Red Cross volunteer expected to be tortured
The thought of turning into a celebrity had never crossed his mind before he was arrested while assisting Westgate Mall attack victims.
Having narrowly escaped being a terror victim himself, Paul Omulokoli felt it would be right to assist those not so fortunate.
“I joined the Red Cross crew on Saturday at Visa Oshwal, which incidentally was my primary school,” says the 28-year-old civil engineer.
All went well at first as he and the other volunteers provided the injured with water.
“It was (like) a war zone. People were being brought to the centre covered in blood. Some had fainted from shock while others died as they were being brought in,” said Paul Omulokoli.
Shortly after notifying friends and kin of his whereabouts and that his phone was almost dead, Omulokoli was accosted by a group of security officers who had just started their shift.
They insisted that all Red Cross volunteers produce their badges. Omulokoli had neither a volunteer’s badge nor attire.

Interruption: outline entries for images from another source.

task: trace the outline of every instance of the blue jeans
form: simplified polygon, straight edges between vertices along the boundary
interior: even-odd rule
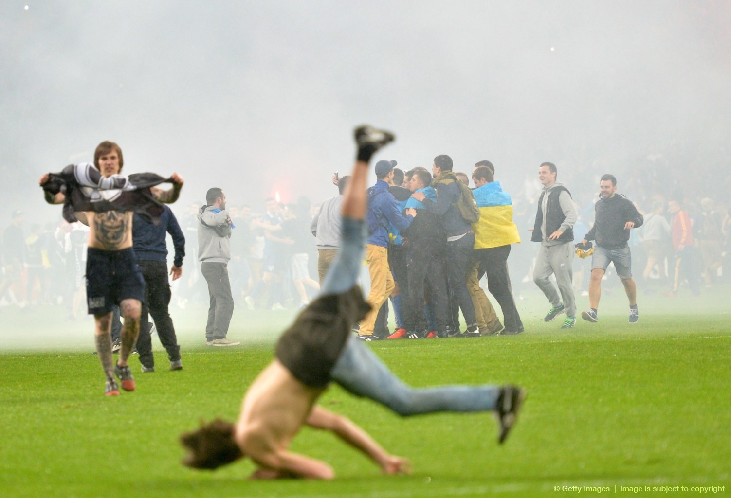
[[[364,239],[363,221],[344,217],[341,250],[323,283],[323,295],[344,292],[355,285]],[[499,387],[488,385],[411,388],[394,375],[355,334],[346,342],[330,378],[349,392],[373,399],[404,416],[493,410],[500,392]]]
[[[606,271],[610,263],[614,263],[617,276],[620,278],[632,277],[632,255],[629,246],[621,249],[607,249],[599,246],[594,248],[591,255],[591,269],[599,269]]]

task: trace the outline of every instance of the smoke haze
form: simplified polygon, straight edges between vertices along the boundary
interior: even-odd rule
[[[0,221],[57,219],[37,179],[105,139],[126,173],[179,172],[178,212],[211,186],[317,203],[361,123],[396,133],[382,156],[404,169],[487,158],[514,195],[544,161],[630,194],[624,173],[659,157],[728,182],[730,25],[722,1],[9,0]]]

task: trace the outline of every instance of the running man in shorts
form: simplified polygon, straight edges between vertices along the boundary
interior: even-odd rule
[[[358,153],[342,203],[341,249],[320,296],[299,315],[276,348],[276,359],[254,380],[238,421],[216,420],[181,437],[190,450],[183,463],[215,469],[244,456],[259,468],[251,478],[332,479],[326,463],[289,450],[304,425],[331,431],[370,457],[386,474],[409,471],[408,460],[391,455],[363,429],[317,406],[334,381],[350,393],[403,416],[440,411],[494,411],[502,443],[525,397],[512,386],[450,386],[414,389],[404,384],[350,331],[369,310],[356,280],[365,243],[366,180],[371,156],[393,140],[371,127],[355,130]]]
[[[107,377],[106,396],[118,396],[119,387],[135,390],[128,359],[140,333],[140,315],[145,299],[145,280],[132,250],[132,217],[135,212],[151,216],[162,212],[159,202],[175,202],[183,187],[177,173],[168,179],[152,173],[119,175],[124,166],[122,150],[113,142],[102,142],[94,152],[94,164],[67,166],[61,173],[47,173],[38,183],[49,204],[64,204],[64,216],[89,227],[86,258],[86,299],[89,315],[94,315],[96,353]],[[134,177],[134,181],[133,181]],[[163,182],[173,188],[154,185]],[[159,222],[159,221],[158,221]],[[124,317],[119,359],[112,355],[112,306],[118,305]]]

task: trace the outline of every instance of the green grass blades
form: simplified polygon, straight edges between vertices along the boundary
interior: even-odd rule
[[[194,325],[205,323],[203,308],[174,312],[184,369],[167,369],[154,337],[157,371],[141,373],[132,356],[137,388],[115,398],[103,396],[91,322],[46,329],[53,351],[21,350],[4,333],[0,494],[522,497],[596,496],[608,488],[613,496],[680,497],[700,494],[690,491],[699,486],[709,494],[713,486],[725,486],[717,496],[731,492],[731,315],[724,299],[645,298],[640,322],[629,325],[624,296],[607,296],[599,323],[579,318],[567,331],[558,321],[543,323],[549,305],[529,297],[519,302],[526,332],[517,336],[368,345],[416,386],[524,386],[528,399],[504,445],[496,443],[490,414],[402,418],[333,386],[323,405],[410,459],[414,473],[382,476],[331,434],[303,429],[293,450],[329,462],[337,475],[333,482],[248,481],[254,468],[249,461],[213,472],[180,464],[179,434],[200,419],[235,419],[247,386],[271,359],[273,341],[293,312],[238,310],[230,332],[243,340],[238,348],[202,345]],[[26,319],[4,313],[4,328]],[[41,334],[38,327],[25,330]],[[27,337],[15,336],[16,342]],[[688,491],[666,494],[662,486]]]

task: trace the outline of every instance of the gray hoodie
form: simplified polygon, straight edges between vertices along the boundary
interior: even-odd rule
[[[213,212],[215,206],[198,210],[198,259],[204,263],[228,263],[231,259],[231,226],[228,211]]]
[[[566,242],[565,240],[549,240],[548,237],[550,236],[550,234],[546,233],[546,203],[548,202],[548,194],[550,194],[551,189],[563,186],[564,185],[561,182],[553,182],[553,185],[548,188],[543,187],[543,191],[546,193],[543,196],[543,203],[541,204],[541,210],[543,212],[543,223],[541,224],[541,231],[543,234],[543,245],[557,245]],[[576,207],[574,207],[574,202],[572,200],[571,196],[566,191],[558,194],[558,205],[561,207],[561,210],[564,212],[564,215],[566,216],[566,219],[564,220],[564,223],[561,223],[559,229],[561,231],[566,231],[574,226],[576,220],[578,218],[578,214],[576,212]]]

Efforts to explain that he was a walk-in fell on deaf ears as they handcuffed and escorted him to one of their vehicles without checking his name on the volunteers’ list.
“If I had known it would cause problems, I would not have been there,” he added.
He was accused of being one of the terrorists who had escaped from the mall by pretending to be a victim then hauled to Parklands Police Station where he spent three days.
The first day was the worst as it had not sunk in that he was suspected of being involved in an act that completely contradicted the values he had grown up believing.
His friend Desmond Tutu, who was with him at Visa Oshwal had to bear the burden of alerting his parents in the dead of the night.
“I had to endure the cold concrete floor all the time I was there,” said Omulokoli.
His parents arrived the following day but were told to wait for the Anti-Terrorism Police Unit (ATPU) officers. This meant spending another night in the cell.
On Tuesday, reality sunk in, but he refused to let the frustration consume him.
Police insisted they were still investigating, translating to another night in custody.
His father, Prof Watson Omulokoli, left the station late in the night after ensuring his son had eaten. His mother kept praying.
“I was afraid of what would happen to me, considering all the rumours doing rounds. I expected to be tortured,” he said.
Being ‘Mr Nice Guy’ to most of his friends, they set the ball rolling on social media, demanding his release.
Omulokoli had no idea that he had become an internet celebrity, and that the pressure would push his Impala RFC chairman, Oduor Gangla, to ensure Red Cross Secretary General Abbas Gullet was involved.
Mr Gangla’s efforts saw Red Cross confirm that Omulokoli’s name was on the volunteers’ list.
He also ensured Mr Gullet made an appearance at the station to plead for his release and apologise to the family.
“As soon as I was told I could leave, I rushed out, forgetting my phone at the station.